Upon request by the state and at least annually, the MCO must analyze the collected information and send to the state a summary that includes: the number and nature of all complaints and grievances; the time frames for resolution and the decisions; a list of all grievances that have not been resolved to the satisfaction of the enrollee; the nature of grievances requiring expedited review and the decisions; and any trends relating to a particular provider or service.
Proposed regulation, § 438.422, provides that these records and summaries will form the basis for monitoring by the MCO and the state. If the summary reveals "undesirable trends" relating to a particular provider or service, the MCO must conduct an in-depth review, report to the state, and take corrective action.
Proposed regulation, § 438.424, says that if the MCO or its providers fail to comply with the grievance regulations, the state can terminate the MCO's contract, and HCFA can deny federal financial participation to the state. According to HCFA, these sanctions are being included in these regulations, "in order to emphasize the importance of the grievance and appeal requirements."
Changes in final rule:
(1) Deletes the requirement that MCOs/PHPs submit a list of all appeals not resolved to the satisfaction of the enrollee. 66 Fed. Reg. at 6352-53.
(2) Adds reporting of the number of requests for expedited review.

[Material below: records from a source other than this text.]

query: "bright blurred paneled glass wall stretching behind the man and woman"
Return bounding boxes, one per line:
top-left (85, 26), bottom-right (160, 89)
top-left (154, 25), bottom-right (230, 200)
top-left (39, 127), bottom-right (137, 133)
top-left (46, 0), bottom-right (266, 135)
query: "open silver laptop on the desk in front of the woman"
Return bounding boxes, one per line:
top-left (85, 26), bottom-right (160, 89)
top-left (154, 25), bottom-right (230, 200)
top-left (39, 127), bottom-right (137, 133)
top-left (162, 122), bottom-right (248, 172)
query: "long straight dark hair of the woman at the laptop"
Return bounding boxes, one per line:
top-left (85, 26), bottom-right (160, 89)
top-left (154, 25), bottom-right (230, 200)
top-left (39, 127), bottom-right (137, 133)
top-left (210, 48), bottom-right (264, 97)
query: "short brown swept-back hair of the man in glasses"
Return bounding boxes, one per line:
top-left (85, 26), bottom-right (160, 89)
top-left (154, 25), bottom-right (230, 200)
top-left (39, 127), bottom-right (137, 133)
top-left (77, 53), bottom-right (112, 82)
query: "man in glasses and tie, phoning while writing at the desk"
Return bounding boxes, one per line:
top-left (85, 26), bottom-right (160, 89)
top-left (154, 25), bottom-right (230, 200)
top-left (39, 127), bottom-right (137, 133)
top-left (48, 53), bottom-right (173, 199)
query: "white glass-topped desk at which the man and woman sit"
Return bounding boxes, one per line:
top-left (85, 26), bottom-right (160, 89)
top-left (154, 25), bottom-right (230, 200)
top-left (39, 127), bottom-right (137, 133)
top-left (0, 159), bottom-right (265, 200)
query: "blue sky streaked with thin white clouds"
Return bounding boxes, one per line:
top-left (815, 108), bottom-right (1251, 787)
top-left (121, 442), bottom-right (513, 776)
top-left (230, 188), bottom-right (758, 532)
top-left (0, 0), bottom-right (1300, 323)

(3) Adds requirements that grievances, as well as appeals, be tracked and reported, including the time frames for acknowledging to the enrollee the receipt of grievances and appeals.

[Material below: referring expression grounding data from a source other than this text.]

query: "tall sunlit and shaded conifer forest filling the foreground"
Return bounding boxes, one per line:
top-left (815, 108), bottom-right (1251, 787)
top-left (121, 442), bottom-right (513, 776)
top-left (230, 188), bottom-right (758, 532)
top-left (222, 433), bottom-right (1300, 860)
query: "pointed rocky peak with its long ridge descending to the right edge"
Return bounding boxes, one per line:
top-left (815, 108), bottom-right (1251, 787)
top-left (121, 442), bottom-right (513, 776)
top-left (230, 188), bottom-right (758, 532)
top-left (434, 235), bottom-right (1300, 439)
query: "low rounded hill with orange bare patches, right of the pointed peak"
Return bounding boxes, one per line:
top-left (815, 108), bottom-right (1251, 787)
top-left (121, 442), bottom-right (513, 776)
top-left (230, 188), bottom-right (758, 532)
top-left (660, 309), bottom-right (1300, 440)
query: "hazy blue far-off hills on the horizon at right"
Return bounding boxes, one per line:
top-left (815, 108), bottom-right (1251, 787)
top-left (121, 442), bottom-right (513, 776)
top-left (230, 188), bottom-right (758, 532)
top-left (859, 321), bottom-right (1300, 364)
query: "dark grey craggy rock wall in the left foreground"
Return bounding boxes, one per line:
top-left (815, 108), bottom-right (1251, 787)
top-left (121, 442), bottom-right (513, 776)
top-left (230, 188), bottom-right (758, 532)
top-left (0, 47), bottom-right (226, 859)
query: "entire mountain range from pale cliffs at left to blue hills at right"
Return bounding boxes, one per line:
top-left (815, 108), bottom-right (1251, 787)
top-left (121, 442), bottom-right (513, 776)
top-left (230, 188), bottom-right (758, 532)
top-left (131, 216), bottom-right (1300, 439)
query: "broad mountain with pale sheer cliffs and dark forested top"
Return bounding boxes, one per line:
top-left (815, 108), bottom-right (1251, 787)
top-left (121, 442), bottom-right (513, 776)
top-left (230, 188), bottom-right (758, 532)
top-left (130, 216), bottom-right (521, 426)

(4) Removes the requirements that MCOs/PHPs "record any disenrollment and the reason for it" as duplicative (see § 438.242).
(5) Eliminates the time frames for providing services that were in the proposed rules (no later than 30 calendar days where the grievance is resolved in the beneficiary's favor and no later than 60 days from the date the MCO/PHP receives notice that the state fair hearing is resolved in the beneficiary's favor).
(6) Adds a requirement that the MCO/PHP or state must pay for services denied to an enrollee when the enrollee received the services and later won an appeal of the denial.
(7) The proposed rules had required follow up for "undesirable trends." The final rules replace this phrase with the requirement that when the MCO/PHP identifies through trends in collected data that systemic changes are needed, the MCO/PHP must investigate, report the results to the State, and take corrective action.
(8) Deletes the requirement to identify trends by provider.
(9) Deletes § 438.242 regarding consequences of noncompliance.